Now you're getting into totally analog matters. First of all, you could do such a thing, but since each diode will be a little bit different, as will every phototransistor, in its response to current, light, and the relationship between them, you'd have to calibrate each one very carefully.

The way in which the fixed disk drive worked was that took a "guess" (a table lookup or calculation) for the DAC voltage that would produce the appropriate excursion of the head stack, and it had a servo track under the servo head, or not (the same strategy works with embedded servo, but not as simply). If the signal from the head/media interaction was sufficiently high, then it accepted that and would proceed to process the signal from the read/write heads. If it was not, then there was an error voltage which would tell the system in which direction to bias the coil current in order to effect a correction. All of this is pretty "digital" in nature, though most of it involved processing of analog voltages. A comparator could tell whether the voltage was within acceptable limits.

In your proposed case, you would rely on a voltage proportional, though probably not linearly so, with the volume of light that arrives at the also not very linear sensor. This can be done, but it's not fast and it's not easy, and it relies on very precise voltage measurements. There's no reason why this can't be done, but I'd guess, and it's just a guess, that the approach you're considering will cost about 100x as much as doing it in some way that approximates the more-or-less digital approach that HDD manufacturers have used. One way in which you could do this is with a slotted mask, the purpose of which would be to define the various positions on the arc that the voice-coil actuator travels. Doing that precisely would not be easy either. If, however, you had a light sensor on the actuator, which moved as would the head stack, and you had a global light source, which provided fairly uniform light on what could easily be a fully exposed strip of, say, 16mm film, with .01 mm scored lines every 0.1 mm, you could then determine where the steps were and count them as the actuator moved about.

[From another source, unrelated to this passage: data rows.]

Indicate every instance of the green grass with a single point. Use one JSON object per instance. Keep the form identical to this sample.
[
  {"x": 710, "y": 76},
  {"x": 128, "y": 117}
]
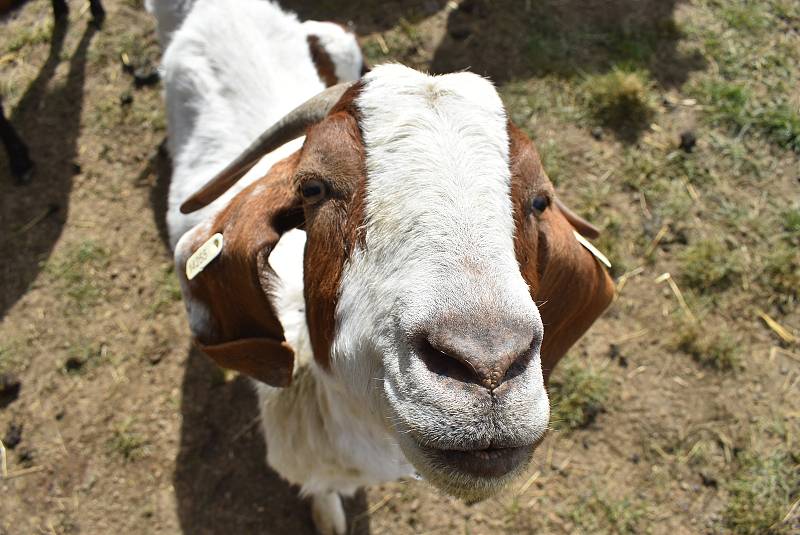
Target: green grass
[
  {"x": 597, "y": 513},
  {"x": 76, "y": 273},
  {"x": 84, "y": 355},
  {"x": 791, "y": 222},
  {"x": 127, "y": 443},
  {"x": 709, "y": 265},
  {"x": 781, "y": 272},
  {"x": 713, "y": 348},
  {"x": 578, "y": 393},
  {"x": 10, "y": 360},
  {"x": 621, "y": 100},
  {"x": 761, "y": 493}
]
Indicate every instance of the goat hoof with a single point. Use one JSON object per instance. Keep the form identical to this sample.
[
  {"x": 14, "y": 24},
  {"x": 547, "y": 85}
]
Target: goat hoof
[{"x": 328, "y": 514}]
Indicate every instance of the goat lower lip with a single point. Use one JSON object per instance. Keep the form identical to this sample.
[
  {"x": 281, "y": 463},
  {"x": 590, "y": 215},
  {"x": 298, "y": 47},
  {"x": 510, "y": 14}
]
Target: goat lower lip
[{"x": 485, "y": 463}]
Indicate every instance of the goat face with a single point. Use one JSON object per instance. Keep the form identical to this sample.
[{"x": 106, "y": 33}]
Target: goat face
[{"x": 429, "y": 235}]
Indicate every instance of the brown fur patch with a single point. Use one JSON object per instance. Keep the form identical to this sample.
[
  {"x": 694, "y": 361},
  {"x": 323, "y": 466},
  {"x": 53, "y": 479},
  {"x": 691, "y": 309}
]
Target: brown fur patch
[
  {"x": 568, "y": 284},
  {"x": 334, "y": 152},
  {"x": 322, "y": 61},
  {"x": 244, "y": 332}
]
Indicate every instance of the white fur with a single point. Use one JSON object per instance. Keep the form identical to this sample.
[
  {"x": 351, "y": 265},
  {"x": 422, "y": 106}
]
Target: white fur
[{"x": 439, "y": 238}]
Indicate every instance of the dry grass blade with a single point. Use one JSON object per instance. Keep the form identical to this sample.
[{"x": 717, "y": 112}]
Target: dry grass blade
[
  {"x": 776, "y": 327},
  {"x": 3, "y": 465},
  {"x": 678, "y": 294}
]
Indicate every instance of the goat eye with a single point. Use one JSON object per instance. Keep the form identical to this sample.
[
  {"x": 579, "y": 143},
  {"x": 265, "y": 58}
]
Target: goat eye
[
  {"x": 539, "y": 204},
  {"x": 313, "y": 191}
]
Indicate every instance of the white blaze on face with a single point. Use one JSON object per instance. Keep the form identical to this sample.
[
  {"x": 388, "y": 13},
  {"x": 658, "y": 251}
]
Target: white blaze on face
[{"x": 439, "y": 240}]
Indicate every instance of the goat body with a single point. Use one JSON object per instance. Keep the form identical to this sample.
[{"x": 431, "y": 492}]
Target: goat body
[{"x": 402, "y": 316}]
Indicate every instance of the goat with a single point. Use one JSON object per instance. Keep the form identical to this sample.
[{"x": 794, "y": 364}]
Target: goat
[
  {"x": 18, "y": 156},
  {"x": 372, "y": 260}
]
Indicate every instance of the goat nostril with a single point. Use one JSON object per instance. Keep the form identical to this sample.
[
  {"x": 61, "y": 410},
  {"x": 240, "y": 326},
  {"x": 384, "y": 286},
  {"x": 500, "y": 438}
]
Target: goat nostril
[
  {"x": 474, "y": 360},
  {"x": 444, "y": 364}
]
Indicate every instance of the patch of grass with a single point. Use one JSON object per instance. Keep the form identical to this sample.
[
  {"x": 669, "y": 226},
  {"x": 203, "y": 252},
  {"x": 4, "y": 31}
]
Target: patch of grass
[
  {"x": 761, "y": 493},
  {"x": 621, "y": 100},
  {"x": 712, "y": 348},
  {"x": 732, "y": 104},
  {"x": 9, "y": 356},
  {"x": 127, "y": 443},
  {"x": 746, "y": 16},
  {"x": 781, "y": 272},
  {"x": 791, "y": 222},
  {"x": 578, "y": 393},
  {"x": 597, "y": 513},
  {"x": 708, "y": 265},
  {"x": 76, "y": 273},
  {"x": 726, "y": 102},
  {"x": 781, "y": 123},
  {"x": 84, "y": 355}
]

Your sensor then would either have enough light or not, just as the servo head would have enough signal or not. Having the film with its slots very close to the sensor, and having the sensor masked with a corresponding 0.01 mm slot so that it only "sees" light when two slots coincide, you could conclude where you are and how close to ideally positioned you are.

If you consider, for a moment how this could work, I believe you'll see that it can be made to operate pretty easily, aside from the requirement for high precision in manufacturing, which, of course, would rely on your measurement and fabrication skills.

RE